Como não quer, ou não pode, se penitenciar, resta ao PT dobrar a aposta e tentar de novo se fazer de mártir [no caso do mensalão].
Para ter sucesso na política, é mais importante demonstrar força do que propriamente ter razão. Posto em outras palavras, é esse o raciocínio que parece conduzir o PT na travessia do período mais difícil de sua existência.
Aos ouvidos mais ponderados, a gritaria do partido e companhia soa despropositada e algo amalucada. Tanto quando acusa o Supremo Tribunal Federal de golpista quanto quando convoca partidos aliados para assinar nota em defesa da "honra" e da "dignidade" do ex-presidente Luiz Inácio da Silva, comparando o exame de um processo na Justiça a episódios da História que resultaram na instituição de uma ditadura no Brasil.

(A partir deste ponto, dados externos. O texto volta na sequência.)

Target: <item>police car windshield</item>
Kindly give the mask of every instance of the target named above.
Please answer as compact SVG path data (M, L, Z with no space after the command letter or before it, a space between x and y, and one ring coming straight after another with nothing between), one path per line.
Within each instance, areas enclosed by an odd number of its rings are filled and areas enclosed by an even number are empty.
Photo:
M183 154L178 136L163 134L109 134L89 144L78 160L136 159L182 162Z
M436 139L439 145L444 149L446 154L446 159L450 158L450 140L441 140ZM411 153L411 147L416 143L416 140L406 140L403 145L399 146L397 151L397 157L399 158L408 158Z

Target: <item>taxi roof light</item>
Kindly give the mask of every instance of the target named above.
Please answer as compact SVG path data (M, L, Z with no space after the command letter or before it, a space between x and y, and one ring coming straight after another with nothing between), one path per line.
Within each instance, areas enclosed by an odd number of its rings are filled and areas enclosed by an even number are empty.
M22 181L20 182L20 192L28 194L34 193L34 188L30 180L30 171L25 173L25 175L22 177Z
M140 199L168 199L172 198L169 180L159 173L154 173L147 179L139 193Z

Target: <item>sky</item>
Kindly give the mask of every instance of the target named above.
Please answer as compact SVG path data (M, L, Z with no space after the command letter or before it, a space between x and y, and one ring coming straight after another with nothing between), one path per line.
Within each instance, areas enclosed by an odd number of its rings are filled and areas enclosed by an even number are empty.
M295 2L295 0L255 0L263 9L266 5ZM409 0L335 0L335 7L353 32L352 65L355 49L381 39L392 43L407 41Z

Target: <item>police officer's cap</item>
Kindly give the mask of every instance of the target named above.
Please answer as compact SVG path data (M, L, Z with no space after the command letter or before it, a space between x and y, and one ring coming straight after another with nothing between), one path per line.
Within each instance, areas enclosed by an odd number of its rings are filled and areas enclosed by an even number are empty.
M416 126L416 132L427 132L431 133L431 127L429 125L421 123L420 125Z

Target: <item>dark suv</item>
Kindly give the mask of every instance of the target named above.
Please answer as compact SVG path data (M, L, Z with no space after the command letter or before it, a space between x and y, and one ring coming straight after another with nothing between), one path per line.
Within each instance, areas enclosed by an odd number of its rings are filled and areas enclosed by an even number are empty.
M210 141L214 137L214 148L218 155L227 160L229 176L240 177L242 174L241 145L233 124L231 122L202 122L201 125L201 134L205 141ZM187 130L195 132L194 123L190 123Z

Mas o fato de terem perdido a calma e de invocarem o suicídio de Getúlio Vargas e a deposição de João Goulart para se fazer de vítimas não quer dizer que os petistas perderam o juízo. Deliram, mas com método e um objetivo preciso: salvar algum capital político para tocar a vida depois do vendaval do julgamento do mensalão. E para isso, mais importante que enfrentar com racionalidade o fato de que as condenações se avizinham com base na confissão de que o partido deu mesmo dinheiro para outras legendas e o fez mediante expedientes ilegais, é demonstrar capacidade de reação.
Lula não precisa de quem o defenda. É absoluto, popularíssimo, imbatível, o mais habilidoso, intuitivo e espetacular político já surgido na face da terra. Pelo menos assim reza a mítica. Ora, não seriam as assinaturas de presidentes de seis partidos em nota de protesto que lhe serviriam de muro de arrimo. Ainda mais tendo sido um deles (Carlos Lupi, do PDT) demitido do Ministério do Trabalho por suspeita de prevaricação, outro (Eduardo Campos, do PSB) acusado de "traidor" pelos petistas e um terceiro (Renato Rabelo, do PCdoB) pessoa boa, mas de expressão política, digamos, limitada.

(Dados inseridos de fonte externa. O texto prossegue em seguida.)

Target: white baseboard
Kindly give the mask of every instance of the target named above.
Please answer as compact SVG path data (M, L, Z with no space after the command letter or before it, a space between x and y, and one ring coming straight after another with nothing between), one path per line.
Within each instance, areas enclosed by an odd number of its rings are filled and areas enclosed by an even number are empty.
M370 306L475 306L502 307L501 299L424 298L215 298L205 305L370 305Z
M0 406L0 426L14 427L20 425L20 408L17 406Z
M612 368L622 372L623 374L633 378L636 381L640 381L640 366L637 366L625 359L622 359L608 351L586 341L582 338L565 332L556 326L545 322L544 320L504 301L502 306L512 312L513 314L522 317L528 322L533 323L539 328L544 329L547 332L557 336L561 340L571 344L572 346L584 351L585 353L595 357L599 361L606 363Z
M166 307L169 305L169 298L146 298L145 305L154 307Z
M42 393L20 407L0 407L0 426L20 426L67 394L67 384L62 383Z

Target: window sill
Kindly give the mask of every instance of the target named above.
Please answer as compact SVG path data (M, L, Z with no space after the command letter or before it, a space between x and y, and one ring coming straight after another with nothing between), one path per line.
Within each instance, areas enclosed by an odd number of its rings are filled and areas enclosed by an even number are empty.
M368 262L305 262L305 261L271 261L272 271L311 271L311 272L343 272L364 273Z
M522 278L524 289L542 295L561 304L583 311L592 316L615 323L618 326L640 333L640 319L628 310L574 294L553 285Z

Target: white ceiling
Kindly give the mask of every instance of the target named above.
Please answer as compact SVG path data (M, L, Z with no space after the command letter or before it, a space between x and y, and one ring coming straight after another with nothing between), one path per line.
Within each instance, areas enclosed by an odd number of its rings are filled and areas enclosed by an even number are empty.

Assinaram também os presidentes do PT, Rui Falcão, o do PMDB, Valdir Raupp, e o do PRB, Marcos Pereira. A influência do primeiro na ordem das coisas públicas é nenhuma. O segundo enfrenta contestação interna por ter posto o pé em ambiente onde o partido preferia não ser visto. E o terceiro vai levando do PT o sonho de ganhar a eleição em São Paulo.
Lula é maior que a tropa. Mas é com ela que conta. A outra parte do batalhão está também no banco dos réus, fora de combate e, pelo absoluto desinteresse do PT em defender seus aliados do PP, PTB e PR (antigo PL), está claro que lhes dispensa a companhia. Foram úteis para formar a maioria lá atrás, mas agora o destino dos valdemares, jacintos, pedros e genus pouco importa. Usaram, foram usados e que se virem porque daqui em diante são páginas viradas.
O PT cuida no momento de preparar o terreno para prosseguir. Daí a preocupação de preservar a imagem de Lula e de renovar as parcerias mostrando que não é pólvora molhada, não está isolado e pode, como fez logo depois do escândalo em 2005, dar a virada. Na política, já que na Justiça a batalha está perdida. Na ocasião, foi bem sucedido ao adotar como argumento de defesa a tese de que caixa dois é crime menor, porque "todo mundo faz". Não seria, assim, o pecador, mas uma vítima do sistema pecaminoso.
Como não quer, ou não pode, se penitenciar, resta ao PT dobrar a aposta e tentar de novo se fazer de mártir. Desta vez, das arbitrariedades de uma Justiça inconformada com o sucesso de um partido de massas. Justiça comprometida com o preconceito elitista e movida pelo escuso propósito de desmoralizar um projeto de raiz popular.
Pode dar certo? Depende de a sociedade compreender, ou não, que o Supremo está dizendo ao Brasil que as instituições são maiores e podem mais que qualquer um: homem, mulher, governo ou partido.
Nunca antes
Muito já se viu nesse Brasil, mas presidente da República responder a voto de ministro do Supremo, francamente, é a primeira vez.